Mauthe, who manages sales for the East Wind nut butter, said the commune is taking corrective actions to deal with some Salmonella contamination found inside its food manufacturing facility by the U.S. Food & Drug Administration (FDA).

FDA sent the 36-year old East Wind a “Warning Letter” earlier this month about samples taken inside its plant that tested positive for Salmonella.

East Wind manufactures Almond Butter, Peanut Butter, Organic Peanut Butter, Roasted Peanuts, Cashew Butter, Tahini, and Organic Tahini.  Tahini is seed butter made from sesame seeds.  The commune has been making Nut Butters since the 1980s.

Most of its sales are made through its own distribution network.

Mauthe said the East Wind nut butter plant went through its first FDA inspection in four or five years, and inspectors took about 100 samples from inside the plant.  Seven returned positive for Salmonella.

“We took corrective action as soon as we knew what to do,” Mauthe told Food Safety News.

In its manufacturing processes, East Wind conducts a full spectrum of tests for the various bacteria that may cause food borne illnesses.  “We’ve always come up negative,” Mauthe added.

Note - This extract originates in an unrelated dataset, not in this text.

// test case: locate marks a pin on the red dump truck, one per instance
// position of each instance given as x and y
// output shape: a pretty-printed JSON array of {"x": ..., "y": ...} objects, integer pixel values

FDA said in the Warning Letter that it considers products manufactured at the nut butter plant to be adulterated because they were “prepared, packed or held under insanitary conditions whereby [they] may have become contaminated with filth, or whereby [they] may have been rendered injurious to health.”

However, FDA did not interrupt or suggest calling back any production runs.  Mauthe said the commune thought it was just waiting for instructions on eliminating any possible contamination.

FDA said samples were positive for Salmonella in seven different locations near both production lines.  Serotypes S. Java was found in one sample, and S. Newport in the six others.  FDA said five of the six S. Newport strains had identical Pulsed Field Gel Electrophoresis (PFGE) patterns.

“This is significant because these five samples were located in five different locations in both production rooms indicating that S. Newport may have been transported throughout your production areas and established niche areas of colonize,” FDA’s Kansas City District Director John W. Thorsky said in the East Wind letter.

One of the six S. Newport serotypes was found near where caps are applied to seal open containers of the ready-to-eat product.  “This close proximity increases the potential of contamination of the product with Salmonella,” Thorsky added.

The FDA warning urges East Wind to take “prompt and aggressive actions to eliminate the Salmonella contamination addressed in this letter.”

“Bacteria may enter and/or be transported through a food plant by a variety of routes that include, but are not limited to: roof leaks; the shoes of employees, contractors, and visitors; the wheels of fork lifts, pallet movers, and moveable equipment; soiled pallets; soiled raw material packaging; on raw ingredients, particularly peanuts, tree nuts, and cocoa beans; and rodent vectors,” FDA advises.

“Once established on production area floors, the organism can contaminate food and food-contact surfaces either through human or mechanical means.”

East Wind owns about 1,045 acres in the Missouri Ozarks.